First off, I made a curry paste with two small red onions, fresh ginger, about 4 cloves of garlic, a fresh red chili, heaped table spoon of garam massala, some soy-sauce (see if you can get Kikkoman) and a splash of water to make sure it blends well. Put all of it in a blender or small foodprocesser and let it rip.
Fry of the paste, then add a diced purple aubergine/eggplant and stirfry that for a few minutes, then add a tin of diced tomatos and a drained tin of chickpeas. I know some people think that using tinned tomatos is a sin, and when you have proper, ripe tomatos those work a treat, but tinned tomatos can be great quality as well, depending on brand.
Give all that a stir, lid on, then let simmer for about 25 minutes. Add some hot water if you think it's getting a bit dry. You could always add some coconut milk aswell, didn't have any the moment though, and it can be quite fat. When I use it, I always use light coconut milk. Plus, my girlfriend isn't big on it. In between, give it a taste.

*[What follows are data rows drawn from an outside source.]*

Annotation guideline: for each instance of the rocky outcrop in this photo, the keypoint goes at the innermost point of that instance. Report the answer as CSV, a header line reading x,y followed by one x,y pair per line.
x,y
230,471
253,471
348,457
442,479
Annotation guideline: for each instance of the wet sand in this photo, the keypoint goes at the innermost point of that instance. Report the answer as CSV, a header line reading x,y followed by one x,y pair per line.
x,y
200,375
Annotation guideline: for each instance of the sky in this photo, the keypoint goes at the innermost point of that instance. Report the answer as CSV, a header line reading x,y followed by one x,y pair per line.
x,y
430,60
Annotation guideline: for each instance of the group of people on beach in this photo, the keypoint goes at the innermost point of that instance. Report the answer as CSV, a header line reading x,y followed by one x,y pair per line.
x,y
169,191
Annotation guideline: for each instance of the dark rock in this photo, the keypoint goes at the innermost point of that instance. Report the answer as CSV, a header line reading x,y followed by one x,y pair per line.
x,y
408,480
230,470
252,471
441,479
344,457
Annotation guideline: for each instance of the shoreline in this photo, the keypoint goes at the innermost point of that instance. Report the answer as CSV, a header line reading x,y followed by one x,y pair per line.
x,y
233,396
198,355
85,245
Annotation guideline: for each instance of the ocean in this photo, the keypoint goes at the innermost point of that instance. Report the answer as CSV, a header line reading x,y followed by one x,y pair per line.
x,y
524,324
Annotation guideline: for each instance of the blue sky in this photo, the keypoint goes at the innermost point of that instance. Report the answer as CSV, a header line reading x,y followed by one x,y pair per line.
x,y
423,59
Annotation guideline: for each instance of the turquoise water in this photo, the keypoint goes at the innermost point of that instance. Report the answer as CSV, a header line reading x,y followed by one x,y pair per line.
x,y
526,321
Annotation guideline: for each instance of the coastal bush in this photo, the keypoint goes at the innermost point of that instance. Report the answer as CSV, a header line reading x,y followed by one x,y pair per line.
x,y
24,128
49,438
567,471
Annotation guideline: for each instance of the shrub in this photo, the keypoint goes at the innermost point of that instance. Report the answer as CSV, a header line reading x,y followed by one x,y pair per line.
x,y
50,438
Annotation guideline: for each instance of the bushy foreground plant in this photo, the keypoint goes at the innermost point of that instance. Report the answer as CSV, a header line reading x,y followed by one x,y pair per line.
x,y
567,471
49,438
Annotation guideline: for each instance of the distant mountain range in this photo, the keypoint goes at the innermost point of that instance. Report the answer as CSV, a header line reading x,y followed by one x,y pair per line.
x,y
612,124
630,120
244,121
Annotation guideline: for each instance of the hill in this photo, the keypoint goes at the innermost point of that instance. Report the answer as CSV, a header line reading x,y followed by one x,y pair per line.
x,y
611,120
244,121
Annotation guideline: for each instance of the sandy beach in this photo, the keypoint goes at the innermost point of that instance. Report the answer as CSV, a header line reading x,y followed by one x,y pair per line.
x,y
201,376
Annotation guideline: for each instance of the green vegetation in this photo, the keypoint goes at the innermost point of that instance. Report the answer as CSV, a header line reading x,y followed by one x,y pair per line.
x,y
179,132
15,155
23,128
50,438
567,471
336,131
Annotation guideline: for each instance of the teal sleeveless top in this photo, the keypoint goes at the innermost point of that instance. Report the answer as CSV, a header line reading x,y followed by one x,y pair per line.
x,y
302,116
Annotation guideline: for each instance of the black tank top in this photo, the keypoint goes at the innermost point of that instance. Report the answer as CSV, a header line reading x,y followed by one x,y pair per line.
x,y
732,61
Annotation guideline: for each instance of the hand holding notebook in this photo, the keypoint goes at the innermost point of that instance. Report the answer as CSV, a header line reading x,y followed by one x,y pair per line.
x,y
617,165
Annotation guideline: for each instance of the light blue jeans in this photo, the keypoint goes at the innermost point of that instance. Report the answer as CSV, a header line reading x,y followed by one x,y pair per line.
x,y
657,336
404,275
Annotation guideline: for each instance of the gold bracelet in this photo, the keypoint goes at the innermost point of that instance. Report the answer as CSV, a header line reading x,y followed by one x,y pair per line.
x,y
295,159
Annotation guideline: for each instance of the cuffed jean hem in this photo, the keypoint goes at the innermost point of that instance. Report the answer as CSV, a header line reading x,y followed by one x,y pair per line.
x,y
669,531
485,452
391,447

A good curry has a good balance between hot, sour, sweet and salt. Adding some palmsugar for a slight sweetness, or some limejuice for a bit of sour really works wonders.
When done, season to taste, I prefer seasoning my curries with fishsauce, but some extra soysauce or just salt work fine as well. I served it with some homemade flatbreads and sourcream. I always like to put some slices of lime or lemon on the table, with some extra fishsauce and some fried onions or sjalots for those who like that, and sprinking some chopped fresh coriander on top is amazing, however not to everyone's liking.
But yeah, like I said, I also added chicken this time, but without it's still an amazing curry, packed with flavour.